Dolly Parton singles chronology
| "Heartbreaker" (1978) | "Baby I'm Burnin'" (1978) | "I Really Got the Feeling" (1978) |

= Baby I'm Burnin' =

"Baby I'm Burnin'" is a song by American singer-songwriter Dolly Parton. It was written by Parton who also produced the track with Gary Klein and Charles Koppelman who served as executive producer. The song was first released on Parton's twentieth solo studio album Heartbreaker in July 1978. It was released as a double A-side single with "I Really Got the Feeling" on November 6, 1978 by RCA Victor. "Baby I'm Burnin'" was aimed at pop radio, while "I Really Got the Feeling" was aimed at country radio. In addition to the standard 7-inch single, an extended 12-inch single titled Dance with Dolly was released, which included an extended dance remix of "Baby I'm Burnin'" backed with an extended dance remix of "I Wanna Fall in Love". Parton frequently performed "Baby I'm Burnin'" in concert, often using it as her opening number. She also used the song as the theme to her 1987–1988 television series Dolly. “Baby I’m Burnin’” was prominently featured on season 3, episode 4, of the hit TV Show Hacks.

==Critical reception==
Billboard reviewed the single and called it "a high-energy change of pace for Parton." The review went on to say Parton's vocals "punch against the cooking groove of a track" which is "highlighted by horns and syn drums." Billboard reviewed the single again the following week, this time calling the song "a fiery rocker" and said that it had "a disco edge at times." They added that "Parton's crispy, high pitched vocals add to the rockish feel." Cashbox gave a positive review of the single, saying that the double-sided release "should cover all the bases." They compared "Baby I'm Burnin'" to Elvis Presley's "Way Down" and conclude by saying that both sides "should receive much airplay."
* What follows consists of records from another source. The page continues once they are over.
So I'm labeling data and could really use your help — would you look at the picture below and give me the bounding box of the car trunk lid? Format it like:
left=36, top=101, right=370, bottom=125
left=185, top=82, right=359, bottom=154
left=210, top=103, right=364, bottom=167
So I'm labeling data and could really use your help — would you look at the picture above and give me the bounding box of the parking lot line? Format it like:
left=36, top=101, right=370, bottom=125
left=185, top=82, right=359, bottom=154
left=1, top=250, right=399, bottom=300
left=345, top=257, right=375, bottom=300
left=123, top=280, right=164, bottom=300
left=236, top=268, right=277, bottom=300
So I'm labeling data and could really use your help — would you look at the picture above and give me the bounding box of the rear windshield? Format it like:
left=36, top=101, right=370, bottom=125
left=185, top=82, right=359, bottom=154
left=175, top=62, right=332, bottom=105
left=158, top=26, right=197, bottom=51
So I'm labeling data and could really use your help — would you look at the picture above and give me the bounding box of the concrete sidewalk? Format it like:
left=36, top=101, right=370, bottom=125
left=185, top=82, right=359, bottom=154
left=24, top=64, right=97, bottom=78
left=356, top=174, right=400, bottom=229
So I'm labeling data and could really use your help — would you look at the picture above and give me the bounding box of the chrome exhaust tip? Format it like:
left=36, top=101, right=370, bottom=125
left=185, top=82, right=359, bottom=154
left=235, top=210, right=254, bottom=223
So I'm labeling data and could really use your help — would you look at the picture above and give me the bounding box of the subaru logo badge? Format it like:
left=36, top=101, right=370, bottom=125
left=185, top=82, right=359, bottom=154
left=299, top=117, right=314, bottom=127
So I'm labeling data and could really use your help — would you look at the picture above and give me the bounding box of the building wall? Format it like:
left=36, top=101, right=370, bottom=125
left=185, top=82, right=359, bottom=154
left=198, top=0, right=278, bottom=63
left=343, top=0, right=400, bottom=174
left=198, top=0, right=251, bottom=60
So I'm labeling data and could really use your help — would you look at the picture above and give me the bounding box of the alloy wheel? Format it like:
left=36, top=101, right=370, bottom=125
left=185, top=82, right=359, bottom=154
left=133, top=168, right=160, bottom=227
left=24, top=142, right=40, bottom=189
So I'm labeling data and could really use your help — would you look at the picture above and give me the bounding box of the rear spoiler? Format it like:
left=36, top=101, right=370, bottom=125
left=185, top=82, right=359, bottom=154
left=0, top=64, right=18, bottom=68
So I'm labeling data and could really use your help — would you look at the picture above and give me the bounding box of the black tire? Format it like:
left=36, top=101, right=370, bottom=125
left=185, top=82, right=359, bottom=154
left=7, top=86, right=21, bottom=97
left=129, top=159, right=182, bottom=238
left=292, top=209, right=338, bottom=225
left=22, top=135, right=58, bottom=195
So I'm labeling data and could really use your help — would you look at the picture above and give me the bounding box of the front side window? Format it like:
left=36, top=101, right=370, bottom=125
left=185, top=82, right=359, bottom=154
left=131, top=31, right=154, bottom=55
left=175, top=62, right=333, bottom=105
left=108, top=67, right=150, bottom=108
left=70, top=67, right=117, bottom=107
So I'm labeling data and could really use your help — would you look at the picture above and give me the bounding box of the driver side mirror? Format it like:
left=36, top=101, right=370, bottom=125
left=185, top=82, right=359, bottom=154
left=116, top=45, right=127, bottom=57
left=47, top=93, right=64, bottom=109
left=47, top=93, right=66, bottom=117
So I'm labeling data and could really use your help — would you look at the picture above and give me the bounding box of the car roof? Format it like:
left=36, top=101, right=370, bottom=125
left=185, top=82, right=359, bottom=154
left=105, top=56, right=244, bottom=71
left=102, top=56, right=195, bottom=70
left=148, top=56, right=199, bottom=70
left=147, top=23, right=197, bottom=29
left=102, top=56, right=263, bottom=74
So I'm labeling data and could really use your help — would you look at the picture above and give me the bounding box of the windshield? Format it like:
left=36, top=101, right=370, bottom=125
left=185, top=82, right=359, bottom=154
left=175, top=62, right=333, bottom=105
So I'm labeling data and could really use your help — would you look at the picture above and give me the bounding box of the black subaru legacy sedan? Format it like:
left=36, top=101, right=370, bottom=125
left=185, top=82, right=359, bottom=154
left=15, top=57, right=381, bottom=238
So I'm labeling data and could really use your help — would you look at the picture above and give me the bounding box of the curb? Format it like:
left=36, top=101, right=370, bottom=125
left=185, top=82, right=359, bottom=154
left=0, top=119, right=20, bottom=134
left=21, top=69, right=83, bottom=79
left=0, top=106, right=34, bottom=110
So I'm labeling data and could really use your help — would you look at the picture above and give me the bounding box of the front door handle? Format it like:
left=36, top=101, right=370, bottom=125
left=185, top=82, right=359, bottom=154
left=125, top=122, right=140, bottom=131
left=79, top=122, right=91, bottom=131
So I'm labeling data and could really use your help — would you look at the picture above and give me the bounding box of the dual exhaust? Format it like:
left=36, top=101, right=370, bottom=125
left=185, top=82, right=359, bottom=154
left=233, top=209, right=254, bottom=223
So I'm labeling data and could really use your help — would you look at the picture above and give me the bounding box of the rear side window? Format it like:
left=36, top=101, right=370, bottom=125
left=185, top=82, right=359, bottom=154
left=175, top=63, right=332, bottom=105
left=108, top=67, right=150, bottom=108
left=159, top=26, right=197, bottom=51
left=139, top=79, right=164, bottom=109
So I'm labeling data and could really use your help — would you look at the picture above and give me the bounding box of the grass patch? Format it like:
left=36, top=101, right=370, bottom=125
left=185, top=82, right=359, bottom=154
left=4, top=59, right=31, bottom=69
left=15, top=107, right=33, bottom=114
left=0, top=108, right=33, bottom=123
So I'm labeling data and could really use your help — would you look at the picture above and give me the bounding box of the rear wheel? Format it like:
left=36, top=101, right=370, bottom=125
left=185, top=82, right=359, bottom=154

==Commercial performance==
"Baby I'm Burnin'" peaked at number 25 on the Billboard Hot 100, number 48 on the Billboard Hot Country Songs chart, and number 11 on the Billboard Adult Contemporary chart. The disco remix peaked at number 15 on the Billboard Dance Club Songs chart.

==Charts==
===Weekly charts===

| Chart (1978–1979) | Peak position |
|---|---|
| Australia (Kent Music Report) | 34 |
| Canada Adult Contemporary (RPM) | 9 |
| Canada Country Singles (RPM) | 1 |
| Canada Top Singles (RPM) | 30 |
| US Adult Contemporary (Billboard) | 11 |
| US Billboard Hot 100 | 25 |
| US Hot Country Songs (Billboard) | 1 |
| US Dance Club Songs (Billboard) | 15 |

===Year-end charts===

| Chart (1979) | Rank |
|---|---|
| US Hot Country Songs (Billboard) | 32 |

==Other versions==
- In 2011, singer/actress Geri Reischl recorded a rendition of the song which was mixed with "Burning Love."